Help for selfies. A similar level of support will be provided for the self-employed who had previously had the Self Employment Income Support Scheme (SEISS). But it too will see the generosity of support cut to 20% of trading profits, which compares with 80% and 70% respectively for the first and second self-employment grants. Again as with employees, this scheme will not be sufficient for many self-employed workers.  

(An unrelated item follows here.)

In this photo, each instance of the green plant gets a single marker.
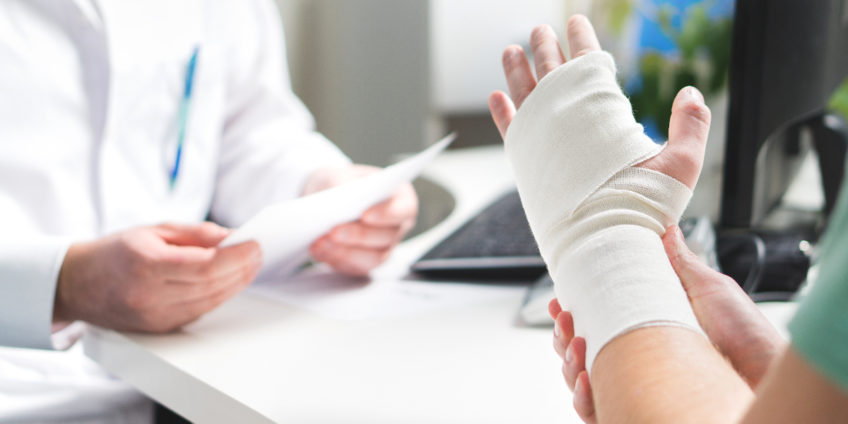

Extend and pretend? A package of measures were announced to address cashflow pressures for businesses. These were dubbed Pay As You Grow. Bounce Back Loans can now be extended from six to ten years which will nearly halve the monthly debt repayments. Interest-only payment options will also be available for firms struggling. Those in most difficulty can suspend payments for six months.  Significantly, any firms availing of Pay As You Grow will not have their credit rating adversely affected. Clearly these new measures are welcomed, but for many firms the scale of the debt burden will restrict their recovery regardless of whether repayment terms are frozen, extended or switched to an interest-only basis. This issue is likely to feature next year and beyond. To this end, it is interesting to note that a new, successor loan programme is set to begin in January 2021.  Watch this space. 

Spread & extend. Businesses have already benefited from a VAT payment deferral. The next payment was to be due next March. Businesses now have the option to spread payments over 11 months with no interest to pay. Meanwhile self-assessed income tax payers have an additional 12 months to pay their upcoming tax bills due at the end of January 2021. Finally, the beleaguered hospitality and tourism sectors will get an extension on their temporary VAT reduction (from 20% to 5%) from 13th January to 31 March.

Hard landing. Whilst the Chancellor has avoided multiple cliff edges (linked to business loans, furlough & VAT payments) with his latest intervention, he has smoothed rather than totally removed the fall, and there is still an inevitable hard landing for the labour market and the economy ahead. For that reason today won’t likely be the last time the Chancellor has to stand at the despatch box and announce a series of radical measures to deal with the economic impact of COVID-19. The Chancellor’s “whatever it takes” mantra will continue to be thoroughly tested.